The graph keeps project identity canonicalized by manifest path to prevent duplicated nodes for equivalent relative paths.

  • Derive compile order from the project DAG in deterministic topological order.
  • Dependencies are emitted before dependents.
  • Stable tie-break for same-rank nodes: canonical manifest path lexical order.
  • The projected ordered compile units are consumed by CLI and analysis pipelines.
  • path: must resolve to an existing Project.proj; otherwise error.
  • git / registry: provider-disabled in runtime scope; must fail before compile.
  • Build/run does not continue past resolution stage when any dependency is unresolved.

Before build or run:

  1. Resolve all path dependencies transitively.
  2. Copy dependency source trees into obj/beskid/deps/src/<PackageId>.
  3. Copy policy: copy when source file timestamp is newer than materialized file.
  4. Use materialized source roots for compile units.

Build outputs and state directories:

  • obj/beskid/deps/src/ - materialized dependency sources.
  • obj/beskid/build/ - compilation outputs by profile/target.
  • obj/beskid/state/ - resolver and lock sync metadata.
  • Lockfile path: Project.lock at project root.
  • Lockfile is created automatically when missing during resolve/build/run.
  • Lockfile is updated automatically when dependency graph changes.
  • Future strict flags (--frozen, --locked) can tighten this behavior without changing lifecycle stages.
  • File Src/Net/Http.bd maps to module path Net.Http.
  • The file path relative to root determines the module path.
  • The last segment is the module name (file stem).
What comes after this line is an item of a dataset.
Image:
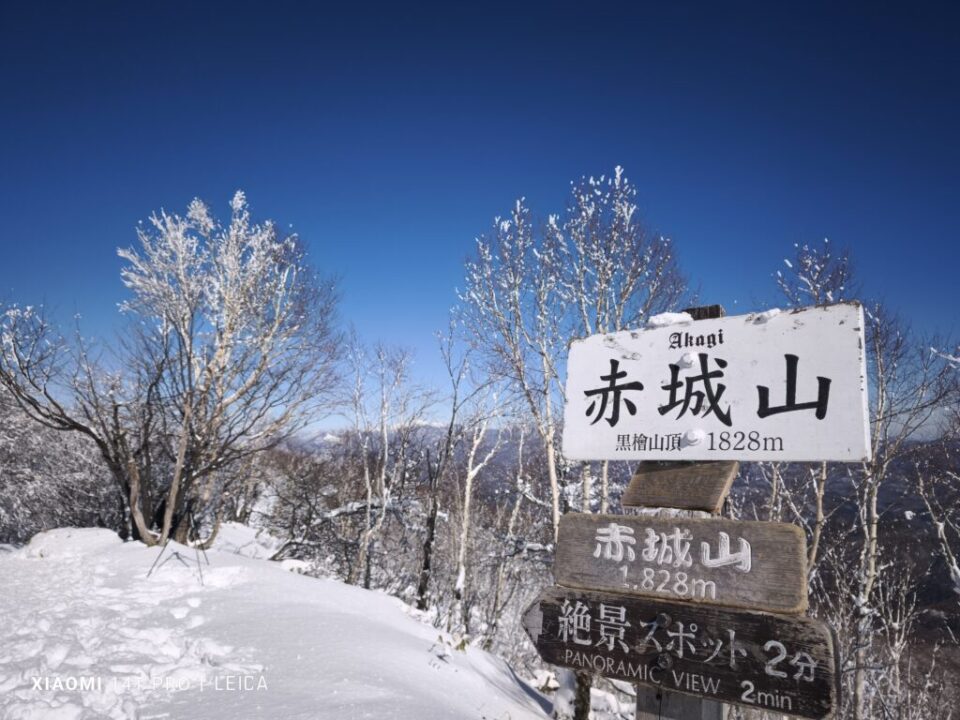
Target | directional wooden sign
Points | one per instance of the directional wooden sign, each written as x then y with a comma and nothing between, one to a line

For identifiers and paths inside a module:

  1. Local scope (params, let bindings).
  2. Enclosing scopes.
  3. Imports (use aliases).
  4. Module-level items.

This order is consistent with docs/spec/name-resolution.md.

The module graph is inferred from mod declarations and file layout. The manifest does not list modules explicitly.

  • mod Net; declares a submodule.
  • The compiler searches for root/Net.bd or root/Net/Mod.bd (configurable).
  • Error if not found.
  • use Net.Http.Client; resolves against the module graph.
  • If multiple imports provide the same name without aliasing, emit AmbiguousImport.
  • Items are private by default.
  • pub items are visible across modules.
  • Access to non-pub symbols from another module is an error.
  • Missing Project.proj.
  • Duplicate project names in dependency graph.
  • Project cycles.
  • Missing path dependency manifest.
  • Provider-disabled dependency source in active runtime scope.
  • Lockfile read/parse/update mismatch errors.
  • Materialization copy failures.
  • Import path not found.
  • Visibility violations.
  • Ambiguous imports.
  • Unknown source kind in dependency block.
  • Missing entry in target block.
  • Target entry path outside source root.
  • Duplicate target names.
  • Virtual modules for generated code.
  • Workspace manifests (Workspace.proj) for monorepo builds.
  • Registry lockfile integration.
  • Std is treated as a normal dependency node in the project DAG.
  • If a resolvable Std dependency node exists, stdlib prelude fallback injection must be disabled.
  • Feature-gated fallback remains only as a compatibility path when no resolvable Std node is present.